The ‘real’ reason Bayh is leaving
Actually, Indiana Sen. Evan Bayh made it perfectly and startlingly clear why he’s leaving Congress in the press conference he gave when he dropped that bombshell announcement. Washington is a mess, it’s broken, mired in partisan political bickering, and nothing’s getting done for the people. In fact, the business of running the nation’s affairs is just one more business that’s gone bankrupt.
Okay, he didn’t exactly say it like that. But he coyly said ‘I don’t love Washington.’ Join the club.
And he said more…
“For some time,” Bayh said, “I’ve had a growing conviction that Congress is not operating as it should. There is much too much partisanship and not enough progress; too much narrow ideology and not enough practical problem-solving. Even at a time of enormous national challenge, the people’s business is not getting done.”
“Bayh gave glaring examples of where things have fallen apart — the failure of the deficit reduction commission after seven co-sponsors of the bill voted No, and the failure of the bipartisan job creation bill that had Republican support but was torpedoed by Senate Majority Leader Harry Reid…”
….just to name a few.
This hit hard. News media scrambled not only to cover it but to quickly try to interpret it (as if it weren’t clear enough) and analyze what Bayh’s eloquent repudiation of Washington really means for both parties and the Obama administration.
And for some reason, they’re still focusing the lens on what they continue to refer to as the “real” reason Bayh wants out of Washington.
“The political retirement of Evan Bayh, at age 54, is being portrayed by various sages as a result of too much partisanship, or the Senate’s dysfunction, or even the systemic breakdown of American governance. Most of this is rationalization. The real story, of which Mr. Bayh’s frustration is merely the latest sign, is the failure once again of liberal governance.

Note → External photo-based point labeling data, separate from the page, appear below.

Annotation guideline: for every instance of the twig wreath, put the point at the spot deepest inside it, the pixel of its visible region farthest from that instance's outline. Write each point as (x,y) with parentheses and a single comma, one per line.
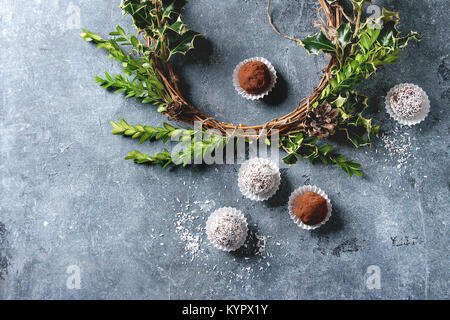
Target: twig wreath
(356,49)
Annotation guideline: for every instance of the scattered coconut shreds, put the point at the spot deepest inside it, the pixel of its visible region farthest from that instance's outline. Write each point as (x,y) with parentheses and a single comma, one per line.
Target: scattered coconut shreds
(398,145)
(188,234)
(190,220)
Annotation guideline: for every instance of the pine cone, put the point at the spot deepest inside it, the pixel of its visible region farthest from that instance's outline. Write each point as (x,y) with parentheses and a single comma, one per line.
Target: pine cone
(321,121)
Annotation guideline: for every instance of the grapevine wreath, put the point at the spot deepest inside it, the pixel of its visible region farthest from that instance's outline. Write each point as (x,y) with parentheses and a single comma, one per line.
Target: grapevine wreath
(356,49)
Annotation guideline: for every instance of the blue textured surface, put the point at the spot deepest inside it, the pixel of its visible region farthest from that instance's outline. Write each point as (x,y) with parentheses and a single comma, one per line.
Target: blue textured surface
(67,197)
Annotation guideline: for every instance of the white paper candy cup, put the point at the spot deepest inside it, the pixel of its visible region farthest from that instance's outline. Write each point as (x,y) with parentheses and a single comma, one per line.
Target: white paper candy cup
(269,193)
(209,230)
(417,119)
(303,190)
(248,96)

“For the fourth time since the 1960s, American voters in 2008 gave Democrats overwhelming control of both Congress and the White House. Republicans haven’t had such large majorities since the 1920s. Yet once again, Democratic leaders have tried to govern the country from the left, only to find that their policies have hit a wall of practical and popular resistance.”
Washington has hit a wall, alright, but it’s at least temporarily blocked them from going over a cliff.
“You can see this in bankrupt Greece, where government spends 52% of GDP; or in California and New York, where the government-employee unions have pushed tax rates to punishing levels and the states still can’t pay their bills. Americans can see that this is where Mr. Obama’s agenda is also taking Washington, and this is why they are rejecting it.
***
“Can Mr. Obama still make a mid-course correction, a la Bill Clinton after 1994? Of course he can. What we don’t know is whether he has the political instincts and nerve to do so. As a creature of Chicago politics and the legal class, he has lived his entire life in precincts dominated by the political left. On the other hand, he says he is not “an ideologue.”
But then, he has said a lot of other things that didn’t turn out to be true.